On nous rabâche que pour tout individu, ses racines,
ses origines sont indispensables à sa construction personnelle.
Et je ne parle même pas ici du nom disparu d'un coup de crayon.
Un nom interdit dont l'usage nous est refusé
et qu'il nous faut là aussi oublié
quand on a eu la possibilité de le connaître.
Se construire sur ce qu'on a pas - ou qu'on ne sait pas - prend
le pouvoir sur vous quoiqu'on puisse faire.
Quant à la vérité, c'est malheureusement oublier le fait
qu'elle est comme l'huile et que tôt ou tard,
elle refera surface d'une façon ou d'une autre.
La vérité de demain se nourrit toujours de l'erreur d'hier.
Erreur reconnue par cet homme de la DDASS
ce jour là en ces termes :
"Vous avez entièrement raison,
on a fait de terribles erreurs
à cette époque là".
Combien d'enfants n'ont pas cette chance ?
Combien d'enfants doivent vivre avec
et sur le mensonge des autres ?
Combien d'enfants sont ils privés
de cette indispensable vérité ?
Vérité pour "accepter" et pour se construire.
Vérité, leur vérité, dont ils pourront
avec de la chance enfin se libérer.
Le levier indispensable pour se lancer
sur le chemin "réalité" de leur propre vie.
Quant à pardonner…
A vous, tous ces hommes bien pensants qui jugent et décident,
sachez que la vérité est une véritable bombe à retardement
car rien ni personne ne peut et ne pourra la contrôler.
C'est juste une question de temps.
Et, plus elle est tardive, plus son impact sera conséquent.
"La vérité nourrit l'âme,
le mensonge la ronge."
♥ Mahatma Gandhi ♥
La vérité, elle se donne comme de l'amour.
Elle vous nourrit.
Mais la vérité, celle cachée, que l'on prend,
volontairement ou non, en pleine figure est telle
un tsunami sur un "Moi" qui alors s'en trouve,
en une seconde, dévasté.
Les dégâts, du moins ceux qu'on voit ne seront alors rien
à côté de ceux à tout jamais ancrés.
Sauf que la mort semée alors en vous
entraîne toujours une naissance…
Sous quelle forme, là sera toute la question.
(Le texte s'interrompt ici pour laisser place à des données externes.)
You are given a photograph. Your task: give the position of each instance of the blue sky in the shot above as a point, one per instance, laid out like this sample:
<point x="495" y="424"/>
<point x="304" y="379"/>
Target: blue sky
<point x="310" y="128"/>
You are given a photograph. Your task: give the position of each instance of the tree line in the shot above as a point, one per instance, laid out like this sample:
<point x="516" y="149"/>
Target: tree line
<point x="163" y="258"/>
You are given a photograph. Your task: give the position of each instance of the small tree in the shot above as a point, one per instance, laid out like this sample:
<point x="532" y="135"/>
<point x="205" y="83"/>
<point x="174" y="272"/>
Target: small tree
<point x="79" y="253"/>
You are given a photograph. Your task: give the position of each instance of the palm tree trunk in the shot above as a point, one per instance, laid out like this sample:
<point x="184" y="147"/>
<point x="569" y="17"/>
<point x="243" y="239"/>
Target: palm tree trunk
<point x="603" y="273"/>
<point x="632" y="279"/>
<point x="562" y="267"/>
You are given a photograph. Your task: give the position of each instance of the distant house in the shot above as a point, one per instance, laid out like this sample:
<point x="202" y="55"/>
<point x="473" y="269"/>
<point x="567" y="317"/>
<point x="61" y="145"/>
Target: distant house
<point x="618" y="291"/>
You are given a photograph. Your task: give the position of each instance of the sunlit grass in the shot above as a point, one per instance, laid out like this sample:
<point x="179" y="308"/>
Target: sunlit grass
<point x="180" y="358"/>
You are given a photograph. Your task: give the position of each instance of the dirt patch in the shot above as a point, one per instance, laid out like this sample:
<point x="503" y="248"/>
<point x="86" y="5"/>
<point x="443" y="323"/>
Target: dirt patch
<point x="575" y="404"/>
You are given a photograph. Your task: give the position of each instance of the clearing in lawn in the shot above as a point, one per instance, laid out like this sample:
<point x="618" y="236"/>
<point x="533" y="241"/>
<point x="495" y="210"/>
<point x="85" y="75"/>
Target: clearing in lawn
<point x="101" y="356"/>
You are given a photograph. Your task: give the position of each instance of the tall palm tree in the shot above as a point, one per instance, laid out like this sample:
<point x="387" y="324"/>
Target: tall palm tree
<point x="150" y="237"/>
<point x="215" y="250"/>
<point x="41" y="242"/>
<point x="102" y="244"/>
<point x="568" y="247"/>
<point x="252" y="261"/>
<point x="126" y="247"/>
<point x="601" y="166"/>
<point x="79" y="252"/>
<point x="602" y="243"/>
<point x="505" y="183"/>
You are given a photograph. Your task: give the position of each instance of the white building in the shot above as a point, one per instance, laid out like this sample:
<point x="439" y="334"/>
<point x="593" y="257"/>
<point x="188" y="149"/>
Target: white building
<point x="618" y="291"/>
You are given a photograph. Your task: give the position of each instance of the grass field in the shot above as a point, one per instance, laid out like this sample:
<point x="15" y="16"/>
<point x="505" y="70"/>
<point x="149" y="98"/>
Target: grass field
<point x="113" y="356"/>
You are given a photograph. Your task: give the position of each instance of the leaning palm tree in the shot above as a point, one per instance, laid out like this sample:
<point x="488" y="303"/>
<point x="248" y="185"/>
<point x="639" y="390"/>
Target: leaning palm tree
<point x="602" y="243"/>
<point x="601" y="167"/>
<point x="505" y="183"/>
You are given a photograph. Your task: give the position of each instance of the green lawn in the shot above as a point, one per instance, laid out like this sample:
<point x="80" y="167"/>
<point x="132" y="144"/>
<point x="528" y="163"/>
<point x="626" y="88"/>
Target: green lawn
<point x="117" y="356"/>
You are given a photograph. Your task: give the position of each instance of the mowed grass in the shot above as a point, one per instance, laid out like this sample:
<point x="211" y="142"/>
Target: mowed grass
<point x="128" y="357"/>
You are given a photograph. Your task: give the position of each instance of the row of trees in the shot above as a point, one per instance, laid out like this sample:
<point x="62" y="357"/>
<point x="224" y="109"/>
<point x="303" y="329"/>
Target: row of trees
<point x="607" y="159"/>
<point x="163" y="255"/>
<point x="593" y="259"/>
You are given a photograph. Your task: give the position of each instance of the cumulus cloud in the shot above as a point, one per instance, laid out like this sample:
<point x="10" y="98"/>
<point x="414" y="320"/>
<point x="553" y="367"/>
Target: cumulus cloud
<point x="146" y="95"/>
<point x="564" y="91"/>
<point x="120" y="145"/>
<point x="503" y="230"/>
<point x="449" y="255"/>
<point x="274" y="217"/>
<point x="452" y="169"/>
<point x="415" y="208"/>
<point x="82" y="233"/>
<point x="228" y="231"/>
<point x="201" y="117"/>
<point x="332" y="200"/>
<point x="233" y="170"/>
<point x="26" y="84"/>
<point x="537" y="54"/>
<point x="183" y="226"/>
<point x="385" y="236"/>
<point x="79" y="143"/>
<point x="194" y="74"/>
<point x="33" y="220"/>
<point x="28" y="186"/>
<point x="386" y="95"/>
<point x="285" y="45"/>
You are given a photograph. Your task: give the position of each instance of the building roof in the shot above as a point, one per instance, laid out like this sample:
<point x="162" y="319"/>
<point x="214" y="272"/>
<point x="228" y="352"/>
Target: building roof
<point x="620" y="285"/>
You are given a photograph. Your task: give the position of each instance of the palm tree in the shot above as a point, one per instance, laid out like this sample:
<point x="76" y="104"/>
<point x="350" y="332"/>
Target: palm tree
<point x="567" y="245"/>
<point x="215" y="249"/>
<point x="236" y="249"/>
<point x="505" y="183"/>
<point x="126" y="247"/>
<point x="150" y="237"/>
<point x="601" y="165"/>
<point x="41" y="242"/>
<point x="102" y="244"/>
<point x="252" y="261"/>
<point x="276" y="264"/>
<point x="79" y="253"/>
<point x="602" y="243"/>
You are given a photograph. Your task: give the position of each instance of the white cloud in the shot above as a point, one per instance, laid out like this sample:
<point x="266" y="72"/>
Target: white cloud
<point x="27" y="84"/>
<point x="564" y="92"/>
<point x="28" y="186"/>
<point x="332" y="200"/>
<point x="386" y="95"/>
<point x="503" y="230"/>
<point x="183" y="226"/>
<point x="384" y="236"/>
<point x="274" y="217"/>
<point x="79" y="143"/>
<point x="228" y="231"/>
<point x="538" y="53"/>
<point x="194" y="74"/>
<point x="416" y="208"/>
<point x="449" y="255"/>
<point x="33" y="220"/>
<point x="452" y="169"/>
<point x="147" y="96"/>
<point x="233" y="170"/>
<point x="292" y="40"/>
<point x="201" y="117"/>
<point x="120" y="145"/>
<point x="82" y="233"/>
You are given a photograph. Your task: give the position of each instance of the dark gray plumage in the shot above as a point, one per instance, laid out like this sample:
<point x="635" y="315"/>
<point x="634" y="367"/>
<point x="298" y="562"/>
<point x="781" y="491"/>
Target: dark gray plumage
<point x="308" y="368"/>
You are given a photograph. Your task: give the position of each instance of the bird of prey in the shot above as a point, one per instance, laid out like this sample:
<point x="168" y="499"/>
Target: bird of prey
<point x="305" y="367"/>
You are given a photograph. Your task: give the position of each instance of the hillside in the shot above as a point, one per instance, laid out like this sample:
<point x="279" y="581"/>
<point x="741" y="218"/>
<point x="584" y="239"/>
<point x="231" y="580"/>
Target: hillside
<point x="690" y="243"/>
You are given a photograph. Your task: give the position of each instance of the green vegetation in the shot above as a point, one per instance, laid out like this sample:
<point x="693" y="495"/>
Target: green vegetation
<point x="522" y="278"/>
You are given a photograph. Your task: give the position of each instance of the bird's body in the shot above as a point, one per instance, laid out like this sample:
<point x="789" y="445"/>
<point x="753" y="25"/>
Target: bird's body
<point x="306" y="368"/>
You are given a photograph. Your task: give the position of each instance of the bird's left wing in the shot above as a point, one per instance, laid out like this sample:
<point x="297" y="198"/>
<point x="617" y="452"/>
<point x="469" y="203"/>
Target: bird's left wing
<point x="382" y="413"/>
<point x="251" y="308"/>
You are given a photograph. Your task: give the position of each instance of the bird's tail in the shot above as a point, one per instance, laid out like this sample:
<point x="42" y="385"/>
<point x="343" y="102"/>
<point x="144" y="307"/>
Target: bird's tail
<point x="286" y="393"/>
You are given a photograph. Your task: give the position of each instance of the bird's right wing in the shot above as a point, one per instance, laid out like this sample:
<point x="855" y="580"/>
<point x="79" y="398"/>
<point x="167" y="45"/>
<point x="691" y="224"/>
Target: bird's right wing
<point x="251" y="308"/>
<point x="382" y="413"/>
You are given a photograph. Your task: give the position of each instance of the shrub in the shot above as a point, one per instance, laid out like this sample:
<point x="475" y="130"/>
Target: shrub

Vous savez, j'ai compris que la méfiance
n'est pas pathologique en soi.
Sauf que devenant excessive et systématique,
elle condamne celui qui en souffre à l'isolement et à la solitude.
Une phobie sociale en somme qui apparaît
statistiquement sur des personnes
de tempérament hypersensible.
Elles utilisent alors la méfiance comme
un mécanisme naturel de protection et de défense.
Alors, non, rien ne se construit sur le mensonge.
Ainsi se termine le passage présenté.